Cheever’s journal contains a number of such brilliancies, glinting amongst his many expressions of anxiety, melancholy, and sexual longing. Here are four more examples from “The Sixties – I”:
If we do not taste death, how will we know the winter from the spring? I paint shutters, cut a little wood, light a fire. The clear light of the fire is appealing; this, and the sound of water, is what I want.
Weeding the peony hedge I hear the windfalls in the orchard; hear them strike the ground, hear them strike against branches as they fall to the ground. The immemorial smell of apples, old as the sea. Mary makes jelly. Up from the kitchen, up the stairs and into all the rooms comes the smell of apples.
I skate; I knock a puck around with my son—the pleasures of this simple fleetness, this small prowess. The light on the snowfields, and I see it as I move, all purple and gold.
Snow lies under the apple trees. We picked very few of the apples, enough for jelly, and now the remaining fruit, withered and golden, lies on the white snow. It seems to be what I expected to see, what I had hoped for, what I remembered. Sanding the driveway with my son, I see, from the top of the hill, the color of the sky and what a paradise it seems to be this morning—the sky sapphire, a show of clouds, the sense of the world in these, its shortest days, as cornered.
I quote these sentences not only for their beauty, but because I want to contrast them with the journal-writing Cheever did in his The Wapshot Chronicle (1957). In three chapters of this novel, Cheever had one of his characters, Captain Leander Wapshot, write a journal. It’s a wonderful piece of writing. John Updike, in his Picked-Up Pieces (1976), called it “magnificent.” It appeared in The New Yorker as a short story, “The Journal of an Old Gent” (February 18, 1956). Here’s a sample:
Labor pains began at seven. Wet bed. Broke waters or some such term. Writer unfamiliar, even today, with obstetrical lingo. “Our Father who art in heaven,” said Clarissa. Prayed continuously. Pain arduous. First experience with such things. Held wife in arms when seizures commenced. Sallow-faced landlady waited in next room. Sound of rocking chair. “Put blanket over her mouth,” she said. “They’ll hear her up at the Dexter place.” Most violent seizure at eleven. Suddenly saw blood, baby’s head. Landlady rushed in. Drove me away. Called henpecked husband to bring water, rags, etc. Much coming and going. Sallow-faced landlady emerged at 2 A.M. “You have a little daughter,” says she. Magical transformation! Butter wouldn’t melt in mouth. Went in to see baby. Sleeping in soapbox. Clarissa also sleeping. Kissed brow. Sat in chair until morning. Went for a walk on beach. Clouds shaped like curved ribbing of scallop shell. Light pouring off sea into same. Form of sky still vivid in memory. Returned to room on tiptoe. Opened door. Clarissa in bed, smiling. Masses of dark hair. Baby at breast, swollen with milk. Writer cried for first time since leaving West River. “Don’t cry,” Clarissa says, “I’m happy.”

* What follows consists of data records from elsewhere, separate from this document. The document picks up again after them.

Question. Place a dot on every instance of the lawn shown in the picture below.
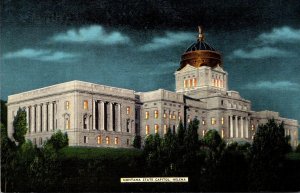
(98, 153)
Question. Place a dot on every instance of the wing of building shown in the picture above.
(98, 115)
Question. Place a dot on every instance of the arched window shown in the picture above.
(107, 141)
(99, 139)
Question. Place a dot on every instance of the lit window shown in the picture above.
(85, 104)
(156, 114)
(194, 82)
(116, 140)
(147, 129)
(67, 124)
(107, 140)
(213, 121)
(165, 114)
(128, 110)
(165, 129)
(85, 139)
(156, 128)
(99, 139)
(128, 142)
(185, 83)
(67, 105)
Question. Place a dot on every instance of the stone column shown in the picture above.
(32, 118)
(231, 127)
(94, 114)
(44, 117)
(242, 127)
(236, 127)
(50, 118)
(102, 115)
(247, 128)
(27, 118)
(111, 118)
(119, 118)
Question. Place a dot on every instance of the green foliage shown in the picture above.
(268, 152)
(58, 140)
(3, 113)
(137, 142)
(20, 126)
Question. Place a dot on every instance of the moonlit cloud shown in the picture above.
(41, 55)
(168, 40)
(91, 34)
(262, 52)
(284, 34)
(276, 85)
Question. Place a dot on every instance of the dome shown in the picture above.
(200, 53)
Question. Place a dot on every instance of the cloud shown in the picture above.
(284, 34)
(262, 52)
(168, 40)
(41, 55)
(276, 85)
(91, 34)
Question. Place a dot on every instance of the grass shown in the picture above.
(293, 156)
(98, 153)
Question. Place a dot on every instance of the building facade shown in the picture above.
(97, 115)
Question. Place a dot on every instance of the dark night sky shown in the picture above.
(138, 44)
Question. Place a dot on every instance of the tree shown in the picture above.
(267, 156)
(137, 142)
(58, 140)
(20, 126)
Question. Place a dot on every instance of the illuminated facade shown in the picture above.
(98, 115)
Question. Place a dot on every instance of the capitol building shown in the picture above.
(102, 116)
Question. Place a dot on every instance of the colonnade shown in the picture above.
(106, 116)
(41, 117)
(238, 126)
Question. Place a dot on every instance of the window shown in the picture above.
(147, 129)
(85, 105)
(185, 83)
(194, 82)
(156, 114)
(85, 139)
(213, 121)
(68, 124)
(107, 140)
(128, 110)
(156, 128)
(67, 105)
(165, 129)
(128, 142)
(99, 139)
(116, 140)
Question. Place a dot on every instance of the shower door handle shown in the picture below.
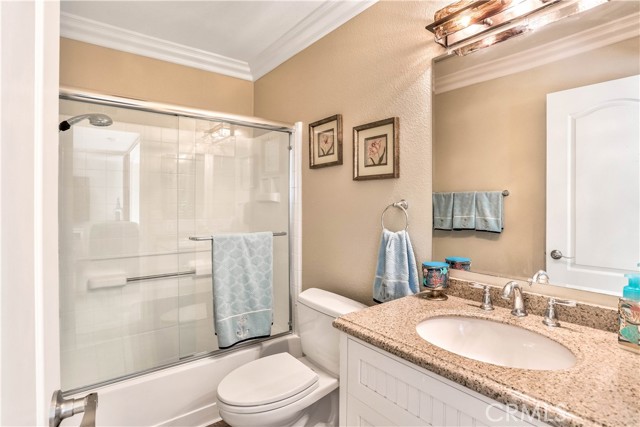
(64, 408)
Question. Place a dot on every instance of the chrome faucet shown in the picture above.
(514, 288)
(540, 277)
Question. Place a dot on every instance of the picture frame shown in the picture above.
(325, 142)
(376, 150)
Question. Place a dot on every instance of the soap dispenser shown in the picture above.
(629, 314)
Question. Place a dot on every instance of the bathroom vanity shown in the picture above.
(390, 375)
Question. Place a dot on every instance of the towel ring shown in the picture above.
(403, 206)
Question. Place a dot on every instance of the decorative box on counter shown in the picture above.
(458, 263)
(434, 279)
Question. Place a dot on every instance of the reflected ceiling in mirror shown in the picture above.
(490, 125)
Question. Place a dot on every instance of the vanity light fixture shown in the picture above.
(469, 25)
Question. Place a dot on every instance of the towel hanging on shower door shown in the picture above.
(242, 286)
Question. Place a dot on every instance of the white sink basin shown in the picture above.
(496, 343)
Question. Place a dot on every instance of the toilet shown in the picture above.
(281, 390)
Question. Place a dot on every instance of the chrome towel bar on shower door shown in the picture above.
(203, 238)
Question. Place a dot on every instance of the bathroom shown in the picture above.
(377, 65)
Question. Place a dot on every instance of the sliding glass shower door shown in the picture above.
(135, 291)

That “Clouds shaped like curved ribbing of scallop shell. Light pouring off sea into same” is superb. The whole passage is delightful. Note the lack of articles and pronouns, and the use of sentence fragments. The rhythm is quick, choppy, staccato. This short-hand style is distinctly different from the more fluid, full-bodied syntax of Cheever’s own journal. Both styles are vivid, vigorous, and particular, reflecting Cheever’s taste for what he called, in The Wapshot Chronicle, "the grain and hair of life."